La bolla speculativa più allarmante, però, deriva dal fatto che il valore degli immobili nei centri storici si alimenta del boom dei B&B che a loro volta spesso sono frutto di investimenti gravati da mutui, a loro volta sostenuti dal valore degli immobili. 
In questa dinamica, l’aumento dei prezzi degli immobili aumenta il valore delle B&B, incentivando nuovi investimenti e mutui basati su questi valori elevati.
Tuttavia, se il mercato dovesse rallentare o scoppiare, questa bolla dei valori immobiliari potrebbero crollare, lasciando molti investitori con mutui o immobili svalutati, riduzione dell’offerta di abitazioni per i residenti e instabilità nel mercato immobiliare dei centri storici.

Intanto, i dati disponibili al momento sono esaltanti per chi ci lucra, ma allarmanti per il resto della nazione.

Secondo i dati del Ministero del Turismo e dell’ISTAT, nel 2022, si stimava che ci fossero oltre 50.000 strutture registrate come imprese in Italia, con un incremento annuo medio del 5-7%.

Secondo un rapporto di Assoturismo e Airbnb, nel 2022 si stimava che in Italia ci fossero complessivamente circa 150.000 unità immobiliari dedicate agli affitti brevi, principalmente concentrate in grandi città come Roma, Milano, Firenze, Venezia e Napoli. Roma, ad esempio, conta oltre 20.000 appartamenti registrati per affitti turistici, con un incremento del 15% rispetto all’anno precedente.

Secondo uno studio di Nomisma, in alcune città come Venezia e Firenze, il valore delle proprietà destinate all’affitto turistico nel 2022 è aumentato del 20-30% rispetto al 2019. La bolla è alimentata anche da investitori stranieri e fondi immobiliari, i quali vedono nel mercato degli affitti brevi un’opportunità di profitto immediato.

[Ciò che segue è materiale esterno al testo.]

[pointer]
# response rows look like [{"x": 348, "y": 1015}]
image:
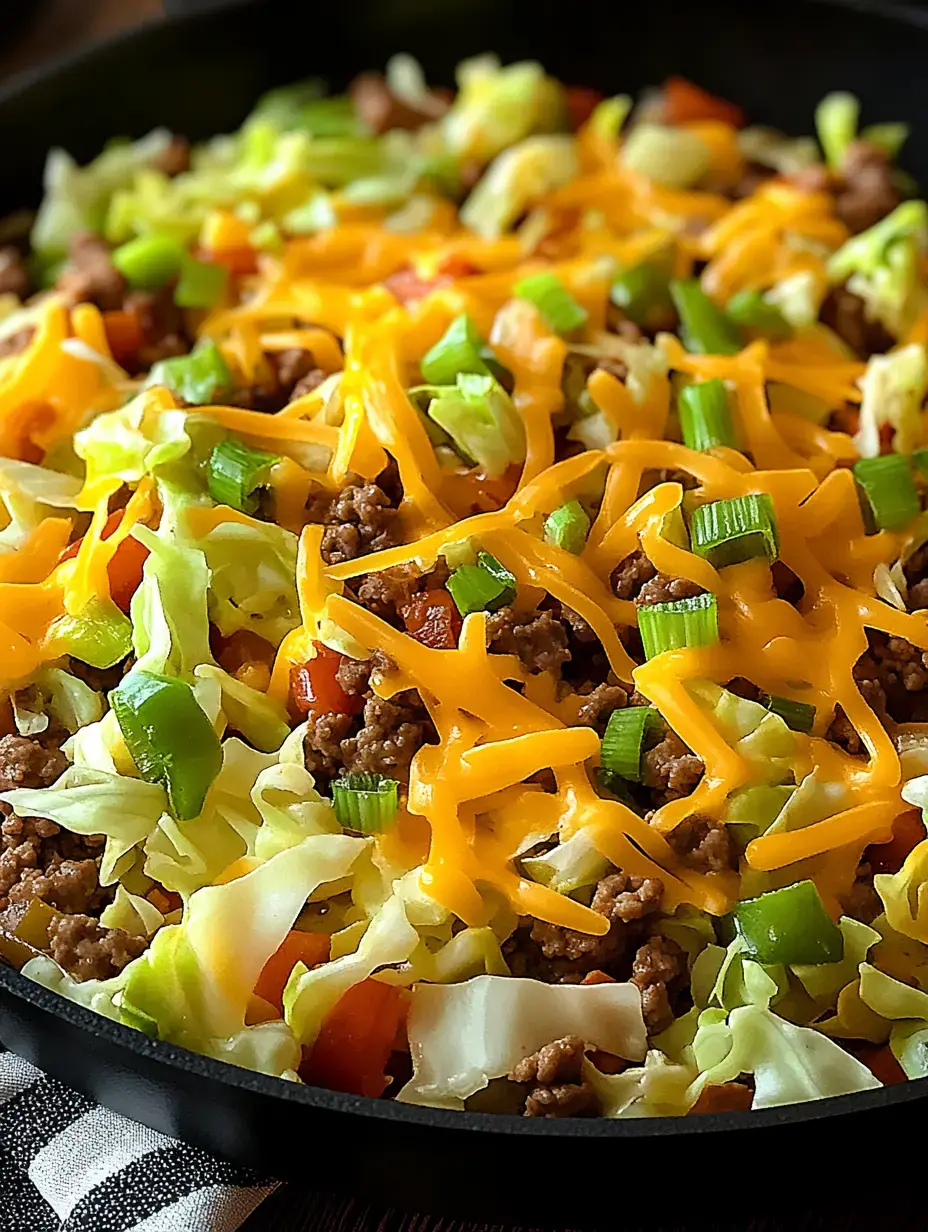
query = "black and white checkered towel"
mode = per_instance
[{"x": 69, "y": 1166}]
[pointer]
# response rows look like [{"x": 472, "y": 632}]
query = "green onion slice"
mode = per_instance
[
  {"x": 169, "y": 738},
  {"x": 730, "y": 531},
  {"x": 483, "y": 587},
  {"x": 683, "y": 622},
  {"x": 236, "y": 472},
  {"x": 553, "y": 301},
  {"x": 889, "y": 488},
  {"x": 799, "y": 716},
  {"x": 568, "y": 527},
  {"x": 365, "y": 802},
  {"x": 705, "y": 330},
  {"x": 705, "y": 415},
  {"x": 624, "y": 741}
]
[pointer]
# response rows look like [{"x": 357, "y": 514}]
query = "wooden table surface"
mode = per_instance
[{"x": 62, "y": 26}]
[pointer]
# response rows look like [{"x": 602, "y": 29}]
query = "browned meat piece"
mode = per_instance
[
  {"x": 600, "y": 704},
  {"x": 86, "y": 950},
  {"x": 381, "y": 110},
  {"x": 90, "y": 276},
  {"x": 555, "y": 1077},
  {"x": 658, "y": 970},
  {"x": 359, "y": 520},
  {"x": 846, "y": 314},
  {"x": 703, "y": 844},
  {"x": 631, "y": 574},
  {"x": 174, "y": 158},
  {"x": 865, "y": 192},
  {"x": 664, "y": 589},
  {"x": 14, "y": 275},
  {"x": 671, "y": 769},
  {"x": 537, "y": 637},
  {"x": 25, "y": 763}
]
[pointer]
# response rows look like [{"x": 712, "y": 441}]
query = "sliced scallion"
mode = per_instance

Secondo dati di Immobiliare.it, tra il 2019 e il 2023 i prezzi degli affitti a lungo termine sono aumentati mediamente del 10-15%, con punte del 20% nelle aree più turistiche. In alcune città, come Venezia, l’aumento dei prezzi degli affitti ha portato a una diminuzione del 20% delle case disponibili per affitti a lungo termine, contribuendo a una scarsità di disponibilità e a un aumento dei canoni.

Nella sostanza, la legge italiana, in particolare con il decreto legge n. 14/2017 (governo Gentiloni), ha autorizzato le attività di gestione di strutture ricettive con procedure molto semplificate e non poteva fare molto altro, visto che si trattava di un settore nascente. 
Il problema è che, otto anni dopo, specialmente con i dati che dal 2022 descrivono una bolla speculativa da 'tempesta perfetta', si parla solo di qualche "percento", mentre servirebbero  un censimento capillare e qualche nuovo comma bis da aggiungere alle attuali regole.